Hatchback Subaru Impreza Sti
Boy, didn’t the purists howl. Their beloved sedan Impreza had warped like some B-Grade monster into a hatchback. The first pictures on the internet had many people foaming at the mouth, but as the Porsche Cayenne has unfortunately proven, car companies feel better about making money than pleasing the fan base, and so we’ve got a hatchback Impreza.
Now I’ve already driven the standard hatch and the WRX and found them to be quite good cars. The emphasis is on convenience and comfort rather than outright sportiness, which will probably result in more sales to a wider customer base, but what about the STi?
This is the hard core, do or die, ultimate rally machine. The eternal competitor to the Mitsubishi EVO. More virtual blood has been spilt in electronic games over these cars than any others. You’re either on the Mitsi side or the Subie side, and now Subaru has gone and thrown might what be an exceptionally large spanner in the works.
The new STi is nothing like the last.

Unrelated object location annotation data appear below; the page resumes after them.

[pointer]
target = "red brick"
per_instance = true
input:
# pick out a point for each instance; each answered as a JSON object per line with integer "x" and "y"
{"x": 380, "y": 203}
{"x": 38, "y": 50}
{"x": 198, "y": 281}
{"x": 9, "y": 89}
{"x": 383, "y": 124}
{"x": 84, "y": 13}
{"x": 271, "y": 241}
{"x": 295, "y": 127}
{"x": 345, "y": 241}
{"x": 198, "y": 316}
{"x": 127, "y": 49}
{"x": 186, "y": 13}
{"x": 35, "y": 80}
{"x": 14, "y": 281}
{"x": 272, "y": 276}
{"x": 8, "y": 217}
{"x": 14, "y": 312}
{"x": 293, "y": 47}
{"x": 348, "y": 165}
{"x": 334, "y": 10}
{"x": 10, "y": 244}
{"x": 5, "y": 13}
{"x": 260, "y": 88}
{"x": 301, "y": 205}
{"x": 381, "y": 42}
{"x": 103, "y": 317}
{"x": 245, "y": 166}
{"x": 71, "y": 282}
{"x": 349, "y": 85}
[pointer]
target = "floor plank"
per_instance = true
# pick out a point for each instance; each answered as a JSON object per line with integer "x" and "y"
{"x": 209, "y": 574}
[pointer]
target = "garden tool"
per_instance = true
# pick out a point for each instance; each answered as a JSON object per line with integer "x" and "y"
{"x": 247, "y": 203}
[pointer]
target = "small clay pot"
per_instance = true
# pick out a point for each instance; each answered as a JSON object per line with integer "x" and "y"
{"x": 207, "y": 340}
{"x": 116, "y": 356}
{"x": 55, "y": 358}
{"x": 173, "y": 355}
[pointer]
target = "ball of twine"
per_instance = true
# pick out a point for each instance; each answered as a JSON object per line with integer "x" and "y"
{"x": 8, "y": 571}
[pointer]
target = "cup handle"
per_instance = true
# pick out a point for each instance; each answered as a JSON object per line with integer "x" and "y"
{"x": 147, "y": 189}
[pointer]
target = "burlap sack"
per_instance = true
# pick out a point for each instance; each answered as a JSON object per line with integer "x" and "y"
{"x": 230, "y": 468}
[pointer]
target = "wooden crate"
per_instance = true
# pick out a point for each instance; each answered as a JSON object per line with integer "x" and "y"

Yes it has a 221kW 2.5 litre turbocharged engine, full time four wheel drive and an adjustable centre differential, but after that virtually everything is different, and to step from the previous STi to the current is like switching from a jet boat ride to a canoe.
Well, that’s maybe too extreme, but it does illustrate the difference between the two cars. The new Impreza STi is much easier to drive than the old, and it doesn’t insist on turning the contents of your stomach into a bubbling spa pool every time you hit a bump.

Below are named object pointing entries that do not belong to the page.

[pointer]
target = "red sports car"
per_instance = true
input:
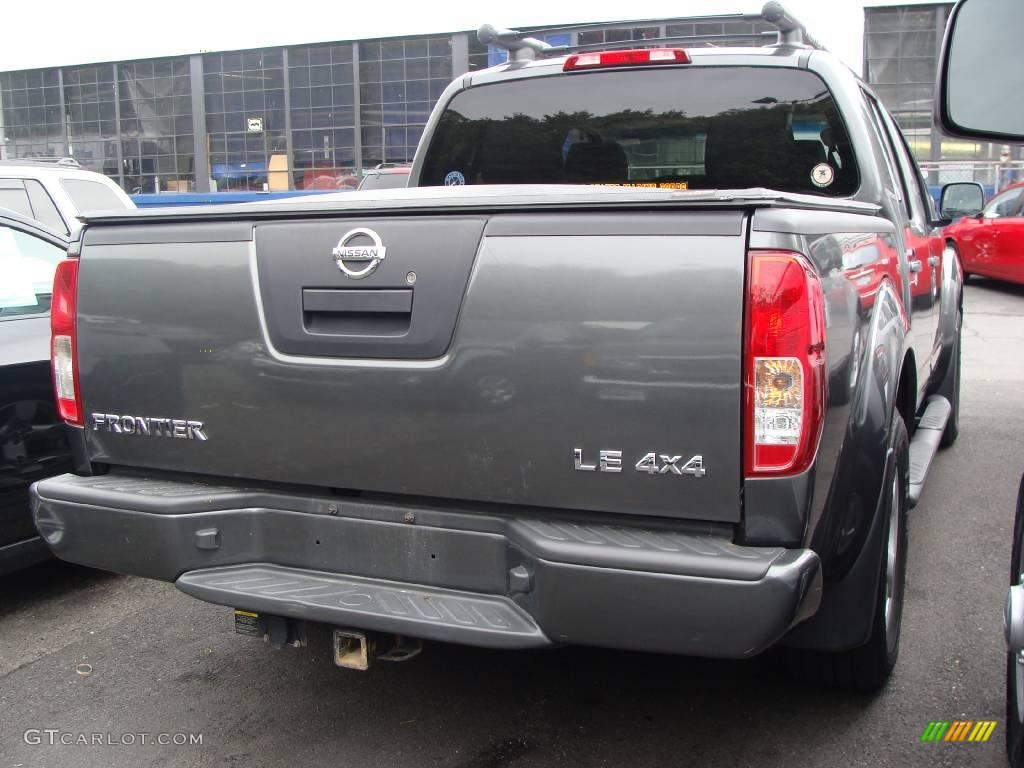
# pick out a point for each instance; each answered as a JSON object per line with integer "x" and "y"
{"x": 992, "y": 243}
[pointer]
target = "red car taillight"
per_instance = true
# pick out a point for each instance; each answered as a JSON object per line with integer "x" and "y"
{"x": 784, "y": 366}
{"x": 64, "y": 341}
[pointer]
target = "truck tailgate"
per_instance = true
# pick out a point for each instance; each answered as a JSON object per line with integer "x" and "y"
{"x": 469, "y": 364}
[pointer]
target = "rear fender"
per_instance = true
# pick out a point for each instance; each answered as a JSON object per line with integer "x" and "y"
{"x": 849, "y": 536}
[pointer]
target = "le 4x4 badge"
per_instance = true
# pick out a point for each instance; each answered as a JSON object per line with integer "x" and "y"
{"x": 650, "y": 463}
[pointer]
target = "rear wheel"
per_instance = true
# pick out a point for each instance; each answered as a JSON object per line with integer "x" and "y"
{"x": 867, "y": 667}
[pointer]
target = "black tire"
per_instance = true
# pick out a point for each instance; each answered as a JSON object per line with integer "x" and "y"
{"x": 868, "y": 667}
{"x": 950, "y": 386}
{"x": 1015, "y": 671}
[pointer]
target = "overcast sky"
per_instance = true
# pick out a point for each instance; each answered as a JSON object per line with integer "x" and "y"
{"x": 115, "y": 30}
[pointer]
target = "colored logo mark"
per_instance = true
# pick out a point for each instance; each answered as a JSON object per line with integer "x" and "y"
{"x": 958, "y": 730}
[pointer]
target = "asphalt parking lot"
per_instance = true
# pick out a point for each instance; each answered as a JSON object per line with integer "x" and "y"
{"x": 87, "y": 652}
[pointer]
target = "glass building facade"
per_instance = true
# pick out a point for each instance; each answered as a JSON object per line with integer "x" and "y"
{"x": 902, "y": 45}
{"x": 313, "y": 117}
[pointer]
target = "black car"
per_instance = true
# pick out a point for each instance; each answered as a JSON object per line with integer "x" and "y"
{"x": 33, "y": 443}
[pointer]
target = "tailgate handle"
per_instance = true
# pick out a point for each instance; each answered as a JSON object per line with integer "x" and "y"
{"x": 356, "y": 301}
{"x": 358, "y": 312}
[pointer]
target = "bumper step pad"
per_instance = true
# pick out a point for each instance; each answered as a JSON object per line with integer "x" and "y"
{"x": 437, "y": 614}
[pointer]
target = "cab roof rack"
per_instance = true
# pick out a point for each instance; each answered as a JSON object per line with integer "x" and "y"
{"x": 523, "y": 47}
{"x": 65, "y": 162}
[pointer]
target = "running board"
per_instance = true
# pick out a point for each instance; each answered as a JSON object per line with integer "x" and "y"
{"x": 926, "y": 442}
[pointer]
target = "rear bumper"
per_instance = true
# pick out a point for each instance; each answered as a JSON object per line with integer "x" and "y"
{"x": 466, "y": 577}
{"x": 23, "y": 554}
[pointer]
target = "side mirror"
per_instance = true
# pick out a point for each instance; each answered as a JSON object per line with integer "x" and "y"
{"x": 981, "y": 72}
{"x": 962, "y": 199}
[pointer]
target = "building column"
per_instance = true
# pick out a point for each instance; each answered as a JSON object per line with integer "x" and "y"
{"x": 3, "y": 143}
{"x": 289, "y": 147}
{"x": 201, "y": 153}
{"x": 936, "y": 154}
{"x": 460, "y": 54}
{"x": 64, "y": 115}
{"x": 117, "y": 131}
{"x": 356, "y": 114}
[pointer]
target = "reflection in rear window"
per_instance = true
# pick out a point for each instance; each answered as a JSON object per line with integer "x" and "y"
{"x": 92, "y": 196}
{"x": 696, "y": 127}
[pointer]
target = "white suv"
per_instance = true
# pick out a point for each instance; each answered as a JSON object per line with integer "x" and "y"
{"x": 55, "y": 192}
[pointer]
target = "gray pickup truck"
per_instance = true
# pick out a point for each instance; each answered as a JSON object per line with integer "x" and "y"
{"x": 654, "y": 355}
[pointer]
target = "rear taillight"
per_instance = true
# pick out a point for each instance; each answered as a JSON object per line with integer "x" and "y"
{"x": 64, "y": 341}
{"x": 639, "y": 57}
{"x": 784, "y": 376}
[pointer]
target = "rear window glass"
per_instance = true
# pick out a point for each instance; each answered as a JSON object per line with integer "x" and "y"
{"x": 91, "y": 196}
{"x": 27, "y": 266}
{"x": 698, "y": 128}
{"x": 13, "y": 197}
{"x": 384, "y": 180}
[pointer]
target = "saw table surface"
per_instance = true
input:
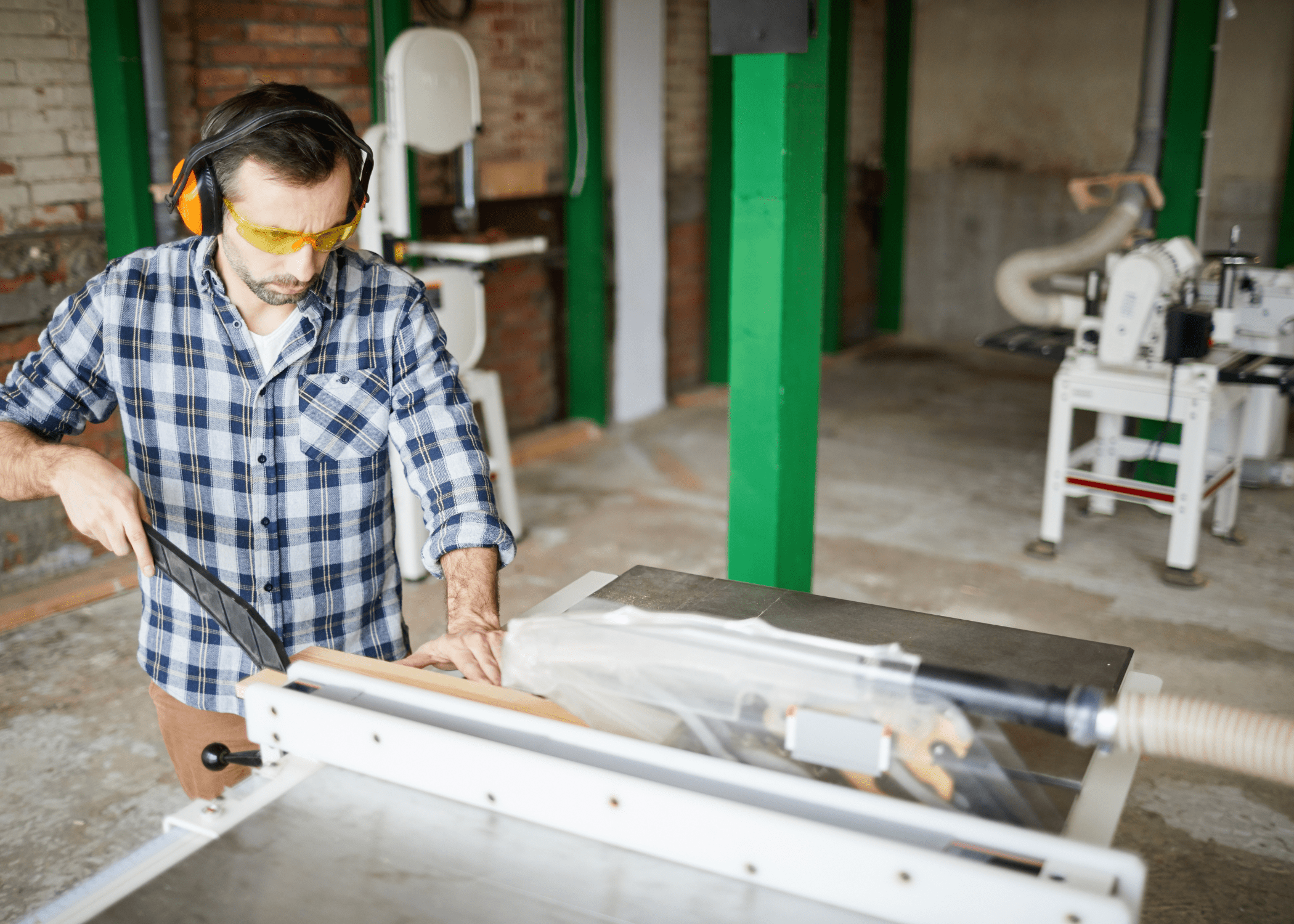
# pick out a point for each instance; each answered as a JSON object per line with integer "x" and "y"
{"x": 346, "y": 847}
{"x": 949, "y": 642}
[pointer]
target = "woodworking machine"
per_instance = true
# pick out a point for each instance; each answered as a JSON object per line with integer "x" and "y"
{"x": 390, "y": 793}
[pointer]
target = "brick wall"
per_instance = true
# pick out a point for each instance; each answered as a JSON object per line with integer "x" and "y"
{"x": 521, "y": 342}
{"x": 519, "y": 52}
{"x": 48, "y": 170}
{"x": 48, "y": 158}
{"x": 51, "y": 237}
{"x": 216, "y": 49}
{"x": 686, "y": 156}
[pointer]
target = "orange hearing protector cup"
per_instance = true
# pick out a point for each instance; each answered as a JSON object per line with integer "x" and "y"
{"x": 188, "y": 205}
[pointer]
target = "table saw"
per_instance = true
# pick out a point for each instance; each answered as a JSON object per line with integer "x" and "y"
{"x": 387, "y": 801}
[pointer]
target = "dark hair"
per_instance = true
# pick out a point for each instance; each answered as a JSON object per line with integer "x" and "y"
{"x": 301, "y": 150}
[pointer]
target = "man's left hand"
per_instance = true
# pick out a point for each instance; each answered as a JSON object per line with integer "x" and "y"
{"x": 474, "y": 641}
{"x": 476, "y": 650}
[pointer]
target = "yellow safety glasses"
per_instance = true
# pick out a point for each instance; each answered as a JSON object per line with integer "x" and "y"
{"x": 279, "y": 241}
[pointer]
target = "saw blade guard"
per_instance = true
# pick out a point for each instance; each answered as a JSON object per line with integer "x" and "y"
{"x": 747, "y": 691}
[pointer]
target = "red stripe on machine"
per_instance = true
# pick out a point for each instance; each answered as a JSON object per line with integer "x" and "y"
{"x": 1121, "y": 490}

But what most people don’t realise is that there’s such a thing as suspension that is too stiff. Talk to any racing team worth their salt, and they will tell you they stiffen the suspension as much as possible and then wind it back towards the soft side.
Hard suspension means the wheels won’t travel faithfully over bumps in the road, and your car begins to skip across ridges and imperfections in the road, which is exactly what the old STi did. The new one is softer, with more wheel travel, and as a result the tyres stick to the road much better.

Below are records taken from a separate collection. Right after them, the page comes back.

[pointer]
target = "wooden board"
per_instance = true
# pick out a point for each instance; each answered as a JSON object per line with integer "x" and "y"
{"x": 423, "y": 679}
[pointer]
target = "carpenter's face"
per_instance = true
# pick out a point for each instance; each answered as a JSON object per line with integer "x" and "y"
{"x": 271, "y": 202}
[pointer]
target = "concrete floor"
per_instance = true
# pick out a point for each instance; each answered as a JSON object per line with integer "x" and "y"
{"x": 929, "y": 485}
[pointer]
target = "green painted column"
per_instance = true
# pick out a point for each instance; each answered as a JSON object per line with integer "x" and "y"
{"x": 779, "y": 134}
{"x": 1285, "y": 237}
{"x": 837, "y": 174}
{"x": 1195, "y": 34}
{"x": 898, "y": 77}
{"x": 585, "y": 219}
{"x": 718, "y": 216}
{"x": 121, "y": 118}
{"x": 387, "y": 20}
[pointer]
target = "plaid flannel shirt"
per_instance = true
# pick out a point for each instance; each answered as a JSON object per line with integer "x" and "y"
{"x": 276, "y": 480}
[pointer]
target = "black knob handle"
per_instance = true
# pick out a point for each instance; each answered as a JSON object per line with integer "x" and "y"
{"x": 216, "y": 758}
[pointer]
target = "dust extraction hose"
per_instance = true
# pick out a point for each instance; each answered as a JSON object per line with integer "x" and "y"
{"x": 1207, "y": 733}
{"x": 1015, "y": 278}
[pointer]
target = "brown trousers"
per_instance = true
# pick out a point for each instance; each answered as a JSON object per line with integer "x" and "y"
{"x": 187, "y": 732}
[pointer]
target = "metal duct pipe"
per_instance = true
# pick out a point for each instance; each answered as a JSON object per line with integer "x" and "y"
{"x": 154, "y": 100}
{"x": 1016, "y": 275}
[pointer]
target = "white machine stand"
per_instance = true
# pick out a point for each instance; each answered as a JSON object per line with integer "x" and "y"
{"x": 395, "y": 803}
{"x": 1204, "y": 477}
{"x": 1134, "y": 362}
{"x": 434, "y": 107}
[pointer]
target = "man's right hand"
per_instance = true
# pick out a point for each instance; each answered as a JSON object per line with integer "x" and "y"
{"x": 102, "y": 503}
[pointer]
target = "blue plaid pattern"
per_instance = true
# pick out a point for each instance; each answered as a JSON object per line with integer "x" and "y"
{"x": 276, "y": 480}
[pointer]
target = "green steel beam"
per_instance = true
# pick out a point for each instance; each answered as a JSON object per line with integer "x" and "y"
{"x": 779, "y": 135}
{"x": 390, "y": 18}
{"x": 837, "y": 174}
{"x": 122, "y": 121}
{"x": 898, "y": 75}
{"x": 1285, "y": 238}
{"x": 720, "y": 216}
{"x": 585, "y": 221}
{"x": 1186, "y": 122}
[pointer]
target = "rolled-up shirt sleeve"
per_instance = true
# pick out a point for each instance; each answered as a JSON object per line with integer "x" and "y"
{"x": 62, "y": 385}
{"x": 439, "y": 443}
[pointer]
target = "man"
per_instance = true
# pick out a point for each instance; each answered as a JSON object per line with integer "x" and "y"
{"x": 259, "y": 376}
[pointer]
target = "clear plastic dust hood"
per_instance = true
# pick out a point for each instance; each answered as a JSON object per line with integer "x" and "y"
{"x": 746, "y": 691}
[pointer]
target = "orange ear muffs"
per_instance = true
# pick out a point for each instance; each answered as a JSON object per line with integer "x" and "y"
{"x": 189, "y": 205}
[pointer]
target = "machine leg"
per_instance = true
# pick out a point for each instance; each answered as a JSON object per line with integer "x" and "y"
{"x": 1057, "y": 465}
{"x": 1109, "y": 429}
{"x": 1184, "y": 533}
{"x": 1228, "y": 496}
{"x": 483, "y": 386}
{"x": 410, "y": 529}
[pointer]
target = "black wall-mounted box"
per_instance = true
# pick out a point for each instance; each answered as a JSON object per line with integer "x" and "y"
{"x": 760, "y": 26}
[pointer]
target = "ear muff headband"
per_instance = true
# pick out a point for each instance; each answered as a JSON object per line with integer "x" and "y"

On a track, the new STi is slower than the old – as many magazines have proven, but out in the real world you need to stick to tarmac that sometimes resembles the surface of the moon and that’s where the new STi shines. I’d advise against fooling too much with the adjustable differential, which would be useful if you spent half your life on gravel, as when you lock it fully up all you get is lots of tyre scrub at the front.
Better to let the automatic setting sort everything out – for one thing it reacts about three zillion times quicker than you can. So there you have it, a car that’s softer, but not necessarily worse than the car it replaces. Ardent fans of the STi lifeline will not like this car – it’s softer than the old, but in many ways and in the real world it’s more capable than ever before.